I didn’t need to look to know it was my husband.

Only two men knew of my odd stalking habit.

Vitale preferred to let me be and ignored me.

That only left the man who was the reason I’d dug into my purse and given that woman my money.

Why I’d gone inside with her and raided my jewellery drawer and given her everything I owned.

“It’s time to go home.” A note of worry hid in his tone.

Mamma was no longer in the kitchen. The lights were out.

The house was dark. Another day had passed.

I turned, and my husband stood with his hand held out.

He was just a black shape in the darkness.

But he was mine and comforting. His warm hands gripped my cold, lifeless ones and walked me quietly to the car.

He never asked for an explanation, and he always found me.

Most days, I thought it was because he didn’t care, but sometimes, I thought it was because he did.

Was he worried about me? I had been worried about him coming home early and finding her there.

I’d rushed her outside, and then I’d cleaned the house from top to bottom.

But even when I’d gotten rid of my clothes and scrubbed my skin raw, I couldn’t rid myself of her.

Her words echoing off the walls. Her image blurring my eyes.

I wanted to forget her like a nasty nightmare. But I couldn’t.

All it did was shrink my heart in its cavity and turn it into stone.

My mind was withdrawn, and it rioted. I couldn’t handle the overwhelming emotions eating at me from the inside out like a flesh-eating disease.

Pain was a constant throb in my chest. Betrayal overwhelmed me.

The man who was the cause of it all was six feet under.

I couldn’t hurt him anymore. But I wanted someone to hurt like I was hurting.

The woman who’d birthed me was too far gone to feel anything.

The only one I could take it out on was Mamma.

Which is why I let my spiteful vengeance out on her.

Even if I knew I was hurting her, I couldn’t stop myself.

It was all her fault for taking me in. She was dead to me.
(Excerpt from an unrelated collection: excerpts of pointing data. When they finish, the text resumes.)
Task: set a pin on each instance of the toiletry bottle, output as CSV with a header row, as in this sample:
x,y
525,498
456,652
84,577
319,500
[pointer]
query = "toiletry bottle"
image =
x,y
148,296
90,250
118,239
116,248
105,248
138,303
Even if she filled my vision through the kitchen window, she meant nothing to me.

Just like my sisters or my brother. I’d pushed them all away.

I didn’t need any of them. Eventually, all the visits had died down. The calls had stopped.

We were in front of the car, and Luigi opened the door for me. I must have been cold, because the blanket he covered me with made me feel warm. He pulled out a thermos, producing a cup of steaming coffee. The cold faded away, and warmth glided in.

Luigi tucked a loose hair behind my ear before walking to the other side and sliding into the driver's seat. When the engine revved, he took my hand and kept it encased in his hand as he shifted gears. Everything had frozen to a stop except for Luigi Santone.

I didn’t understand why this man kept coming back to me. But that too would come to pass. I was sure of it.